Ongoing Lock/Float Considerations

  • Rates had been trending higher since hitting all-time lows in early July, and exploded higher following the presidential election
  • Some investors are increasingly worried/convinced that the decades-long trend toward lower rates has been permanently reversed, but such a conclusion would require YEARS to truly confirm

  • With the incoming administration's policies driving a large portion of upward rate momentum, mortgage rates will be hard-pressed to return to pre-election levels until well after Trump takes office.  Rates can move for other reasons, but it would take something big and unexpected for rates to get back to pre-election levels. 
  • We'd need to see a sustained push back toward lower rates (something that lasts more than 3 days) before anything less than a cautious, lock-biased approach makes sense for all but the most risk-tolerant borrowers. 

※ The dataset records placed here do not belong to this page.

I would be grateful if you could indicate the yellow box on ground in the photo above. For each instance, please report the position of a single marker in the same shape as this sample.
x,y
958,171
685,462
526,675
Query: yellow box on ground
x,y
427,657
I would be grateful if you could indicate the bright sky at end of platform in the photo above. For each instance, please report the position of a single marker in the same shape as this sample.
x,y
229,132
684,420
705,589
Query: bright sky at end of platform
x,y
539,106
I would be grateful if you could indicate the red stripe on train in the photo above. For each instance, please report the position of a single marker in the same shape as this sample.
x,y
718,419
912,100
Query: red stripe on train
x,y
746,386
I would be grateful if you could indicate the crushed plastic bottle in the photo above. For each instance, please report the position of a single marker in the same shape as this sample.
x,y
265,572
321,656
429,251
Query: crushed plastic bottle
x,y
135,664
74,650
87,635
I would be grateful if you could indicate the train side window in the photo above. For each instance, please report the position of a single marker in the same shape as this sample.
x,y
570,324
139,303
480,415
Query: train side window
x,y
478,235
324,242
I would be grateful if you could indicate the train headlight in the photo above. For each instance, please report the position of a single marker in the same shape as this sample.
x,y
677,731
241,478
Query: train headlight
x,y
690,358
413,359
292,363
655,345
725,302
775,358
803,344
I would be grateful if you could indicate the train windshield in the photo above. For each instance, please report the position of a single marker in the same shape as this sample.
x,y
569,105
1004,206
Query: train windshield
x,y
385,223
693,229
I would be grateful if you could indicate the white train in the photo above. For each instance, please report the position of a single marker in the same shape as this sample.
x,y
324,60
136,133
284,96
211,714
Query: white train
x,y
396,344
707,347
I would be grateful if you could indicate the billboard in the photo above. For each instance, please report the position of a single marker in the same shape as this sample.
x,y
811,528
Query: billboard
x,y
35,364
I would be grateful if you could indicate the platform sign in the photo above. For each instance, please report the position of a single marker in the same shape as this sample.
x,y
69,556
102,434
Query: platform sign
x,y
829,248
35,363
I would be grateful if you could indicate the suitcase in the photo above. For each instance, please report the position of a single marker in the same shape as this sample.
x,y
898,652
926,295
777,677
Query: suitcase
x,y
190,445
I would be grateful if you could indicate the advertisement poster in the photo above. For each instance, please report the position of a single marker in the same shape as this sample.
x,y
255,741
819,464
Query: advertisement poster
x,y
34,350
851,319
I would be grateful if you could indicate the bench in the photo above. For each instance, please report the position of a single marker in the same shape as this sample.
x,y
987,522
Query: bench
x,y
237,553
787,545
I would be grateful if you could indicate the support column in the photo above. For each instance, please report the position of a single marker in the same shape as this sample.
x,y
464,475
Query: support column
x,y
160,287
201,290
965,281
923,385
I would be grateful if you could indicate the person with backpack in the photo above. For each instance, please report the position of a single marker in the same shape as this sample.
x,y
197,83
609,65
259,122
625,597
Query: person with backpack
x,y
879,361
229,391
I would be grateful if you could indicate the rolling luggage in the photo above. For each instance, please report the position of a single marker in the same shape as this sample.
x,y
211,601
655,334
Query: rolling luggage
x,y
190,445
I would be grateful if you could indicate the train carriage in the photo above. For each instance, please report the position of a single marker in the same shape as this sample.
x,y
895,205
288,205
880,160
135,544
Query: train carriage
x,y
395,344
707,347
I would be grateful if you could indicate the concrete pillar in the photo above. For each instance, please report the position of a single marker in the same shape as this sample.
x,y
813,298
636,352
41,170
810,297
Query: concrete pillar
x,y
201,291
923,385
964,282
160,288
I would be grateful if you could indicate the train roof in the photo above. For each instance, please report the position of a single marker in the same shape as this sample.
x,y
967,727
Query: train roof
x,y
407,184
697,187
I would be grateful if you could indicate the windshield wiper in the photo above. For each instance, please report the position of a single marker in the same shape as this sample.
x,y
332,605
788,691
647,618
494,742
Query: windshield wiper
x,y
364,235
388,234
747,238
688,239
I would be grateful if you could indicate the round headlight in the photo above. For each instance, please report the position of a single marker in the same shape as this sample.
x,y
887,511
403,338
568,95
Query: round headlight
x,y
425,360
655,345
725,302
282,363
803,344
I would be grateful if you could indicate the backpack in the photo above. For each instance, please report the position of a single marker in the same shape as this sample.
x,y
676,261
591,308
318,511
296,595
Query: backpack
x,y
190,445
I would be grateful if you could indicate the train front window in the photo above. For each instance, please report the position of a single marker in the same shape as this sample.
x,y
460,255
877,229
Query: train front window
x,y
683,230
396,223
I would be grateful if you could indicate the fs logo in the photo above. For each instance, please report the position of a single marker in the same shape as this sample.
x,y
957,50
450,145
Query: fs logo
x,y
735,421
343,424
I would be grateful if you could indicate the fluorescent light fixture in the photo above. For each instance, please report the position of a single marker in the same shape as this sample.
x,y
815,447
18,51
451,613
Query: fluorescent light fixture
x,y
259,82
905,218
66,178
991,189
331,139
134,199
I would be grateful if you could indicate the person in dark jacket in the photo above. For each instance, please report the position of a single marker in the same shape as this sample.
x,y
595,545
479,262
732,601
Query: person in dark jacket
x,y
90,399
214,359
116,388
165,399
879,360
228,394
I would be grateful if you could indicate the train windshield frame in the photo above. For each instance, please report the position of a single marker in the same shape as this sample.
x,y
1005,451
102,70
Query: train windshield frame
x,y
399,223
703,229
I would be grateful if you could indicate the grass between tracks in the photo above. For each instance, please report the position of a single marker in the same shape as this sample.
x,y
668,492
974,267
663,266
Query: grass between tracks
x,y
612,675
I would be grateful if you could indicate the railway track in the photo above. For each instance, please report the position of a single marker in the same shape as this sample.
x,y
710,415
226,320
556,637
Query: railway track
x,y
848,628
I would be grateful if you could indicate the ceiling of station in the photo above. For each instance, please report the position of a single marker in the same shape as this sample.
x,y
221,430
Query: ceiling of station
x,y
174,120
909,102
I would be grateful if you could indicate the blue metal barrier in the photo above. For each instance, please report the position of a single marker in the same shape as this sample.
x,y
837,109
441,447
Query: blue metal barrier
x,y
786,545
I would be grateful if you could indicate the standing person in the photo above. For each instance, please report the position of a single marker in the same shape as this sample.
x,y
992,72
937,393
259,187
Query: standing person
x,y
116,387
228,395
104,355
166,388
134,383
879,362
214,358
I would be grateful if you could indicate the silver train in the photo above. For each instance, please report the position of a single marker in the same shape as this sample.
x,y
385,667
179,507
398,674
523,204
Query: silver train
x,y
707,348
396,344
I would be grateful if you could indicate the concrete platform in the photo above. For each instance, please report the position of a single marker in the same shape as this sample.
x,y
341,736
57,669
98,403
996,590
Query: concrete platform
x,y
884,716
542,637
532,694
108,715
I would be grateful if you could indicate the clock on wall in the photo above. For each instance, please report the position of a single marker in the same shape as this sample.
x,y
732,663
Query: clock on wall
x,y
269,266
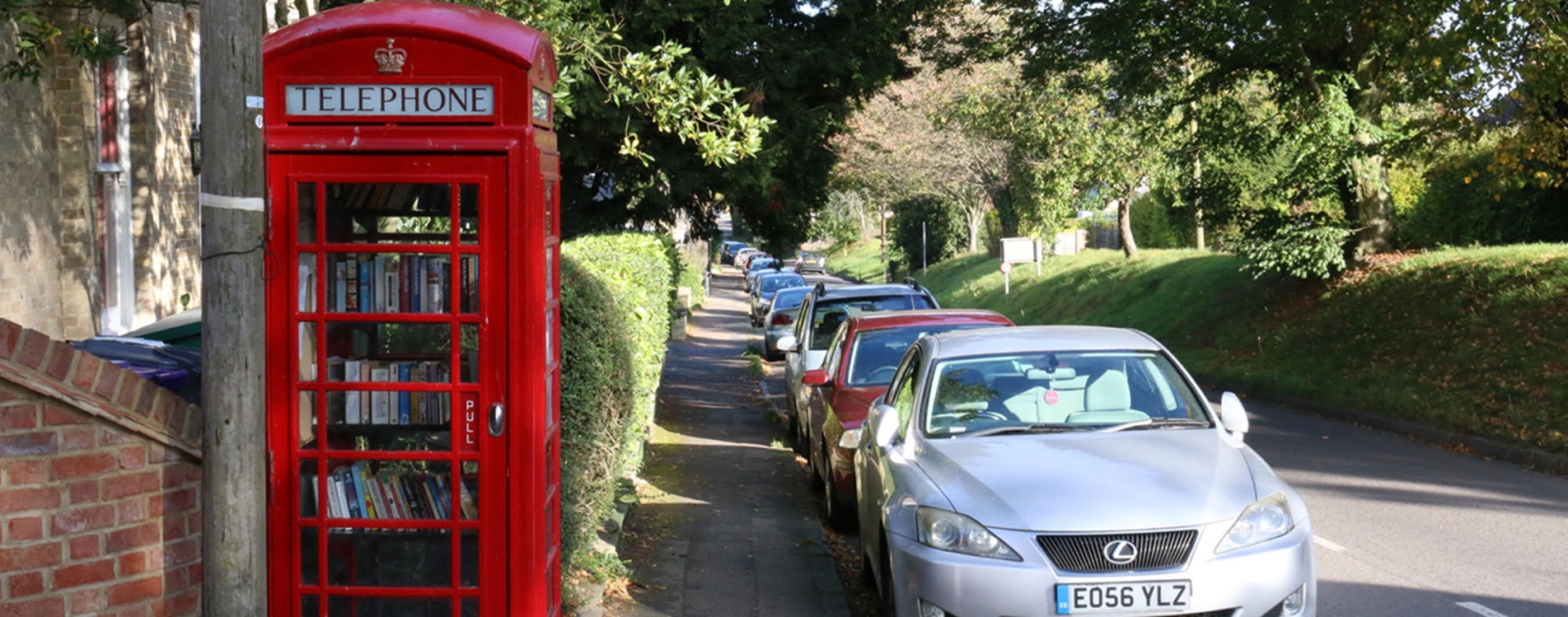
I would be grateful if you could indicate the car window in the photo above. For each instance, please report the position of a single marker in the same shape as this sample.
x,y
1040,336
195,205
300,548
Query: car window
x,y
904,392
875,354
828,314
1068,389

  • As always, please keep in mind that the rates discussed generally refer to what we've termed 'best-execution' (that is, the most frequently quoted, conforming, conventional 30yr fixed rate for top tier borrowers, based not only on the outright price, but also 'bang-for-the-buck.'  Generally speaking, our best-execution rate tends to connote no origination or discount points--though this can vary--and tends to predict Freddie Mac's weekly survey with high accuracy.  It's safe to assume that our best-ex rate is the more timely and accurate of the two due to Freddie's once-a-week polling method).